House-calls, the Cure for the Common Doctor

I’ve been asked, repeatedly, by fellow doctors why I do house-calls. This is usually right after the wide-eyed exclamation, “You do house-calls?!?” It’s as though I’m admitting to being a unicorn, and claiming that, “Yes, there’s a spiraling horn right on my forehead, you just can’t see it. And also, I have rainbow-glitter flatus.” Flatus is a doctor-word for farts, but, as you know, doctors can’t use regular words when a longer, dead-language word will work. That’s just not done. 

Neither, apparently, are house-calls.  

So, to answer the question, “Why?” I’m going to tell a story. It’s a real story, about a real person. A real person really named Rick, who gave me permission to tell his story publically.

Rick is a normal guy, in his early 50’s, doing what normal guys do. He’s raising his kids, working as a computer programmer, all-around minding his business when he’s at work one day and decides to stand up. That’s when things go wrong. Really wrong.

Rick fell down. First, he stood up, no problem, then he fell down. Then he couldn’t get back up. The room was spinning pretty hard, and it was sudden. There was no pain. There was no weakness. There was no slurred speech.

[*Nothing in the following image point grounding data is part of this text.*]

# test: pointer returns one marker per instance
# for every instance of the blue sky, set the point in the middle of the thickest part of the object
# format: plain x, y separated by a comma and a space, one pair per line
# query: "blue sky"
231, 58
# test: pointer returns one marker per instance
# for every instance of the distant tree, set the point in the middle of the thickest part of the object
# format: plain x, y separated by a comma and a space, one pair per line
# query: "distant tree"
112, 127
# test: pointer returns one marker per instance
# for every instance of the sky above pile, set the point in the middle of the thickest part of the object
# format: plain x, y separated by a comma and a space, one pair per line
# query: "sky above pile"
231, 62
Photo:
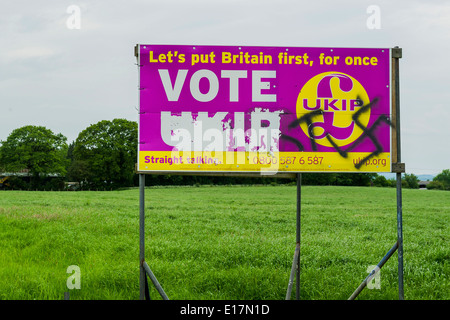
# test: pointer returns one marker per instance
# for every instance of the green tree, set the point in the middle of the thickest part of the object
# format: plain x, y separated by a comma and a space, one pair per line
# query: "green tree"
104, 154
35, 148
444, 178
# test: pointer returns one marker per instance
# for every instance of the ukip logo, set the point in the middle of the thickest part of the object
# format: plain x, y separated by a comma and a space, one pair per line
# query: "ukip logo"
338, 96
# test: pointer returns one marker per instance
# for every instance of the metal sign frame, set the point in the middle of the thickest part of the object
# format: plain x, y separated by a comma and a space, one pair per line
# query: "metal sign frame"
397, 166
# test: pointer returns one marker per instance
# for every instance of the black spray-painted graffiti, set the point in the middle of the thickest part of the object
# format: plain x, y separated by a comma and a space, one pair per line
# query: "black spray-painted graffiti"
367, 132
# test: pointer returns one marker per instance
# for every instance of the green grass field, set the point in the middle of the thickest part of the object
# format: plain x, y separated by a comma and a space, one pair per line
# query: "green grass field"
222, 242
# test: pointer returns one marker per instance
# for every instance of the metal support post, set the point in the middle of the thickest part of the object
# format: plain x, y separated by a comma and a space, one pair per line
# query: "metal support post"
299, 199
295, 269
397, 54
142, 276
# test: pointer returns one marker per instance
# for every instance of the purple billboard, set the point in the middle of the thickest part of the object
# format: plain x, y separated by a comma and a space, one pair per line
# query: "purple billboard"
264, 109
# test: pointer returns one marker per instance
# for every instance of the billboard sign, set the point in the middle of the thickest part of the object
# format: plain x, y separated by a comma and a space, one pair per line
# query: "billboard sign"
264, 109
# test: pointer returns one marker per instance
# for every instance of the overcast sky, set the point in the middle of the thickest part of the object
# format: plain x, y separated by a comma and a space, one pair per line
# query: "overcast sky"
67, 79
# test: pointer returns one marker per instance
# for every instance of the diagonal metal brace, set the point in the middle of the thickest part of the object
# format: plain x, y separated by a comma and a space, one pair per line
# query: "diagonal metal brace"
155, 281
372, 273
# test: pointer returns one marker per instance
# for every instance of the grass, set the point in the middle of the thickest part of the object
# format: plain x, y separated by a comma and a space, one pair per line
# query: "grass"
222, 242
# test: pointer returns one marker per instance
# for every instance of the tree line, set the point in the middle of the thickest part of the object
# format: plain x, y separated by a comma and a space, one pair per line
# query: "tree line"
103, 157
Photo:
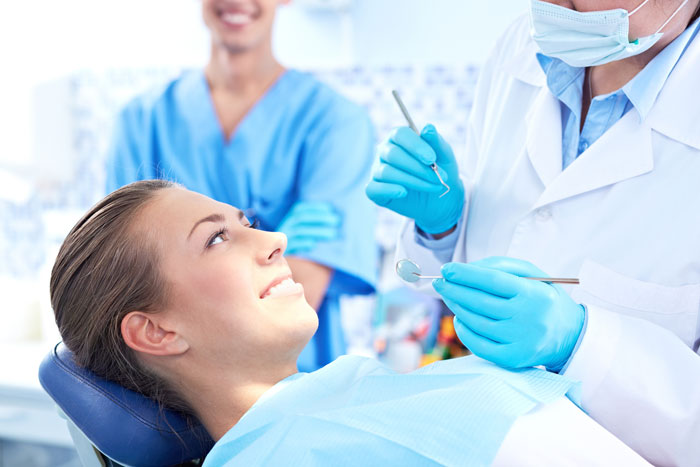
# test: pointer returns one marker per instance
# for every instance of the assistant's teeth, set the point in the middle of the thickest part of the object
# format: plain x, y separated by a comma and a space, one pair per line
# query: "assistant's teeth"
236, 19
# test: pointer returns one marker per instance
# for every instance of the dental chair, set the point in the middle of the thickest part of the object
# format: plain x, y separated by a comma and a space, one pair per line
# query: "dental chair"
113, 426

This had happened before, about 15 years ago, and he got better after a few days, so Rick wasn’t too worried. But, this was worse than last time, so he called his fiancée to come help him, because he couldn’t really stand very well. Rick told her to call his new doctor—the one he got because he didn’t actually have medical insurance, and she is a Direct Primary Care doctor.

So the fiancée, Amanda, called me. This is where it got surprising to Amanda, because she called and I answered. That’s right, the doctor answered. She told me what was going on, and I said, “Bring him to the office.”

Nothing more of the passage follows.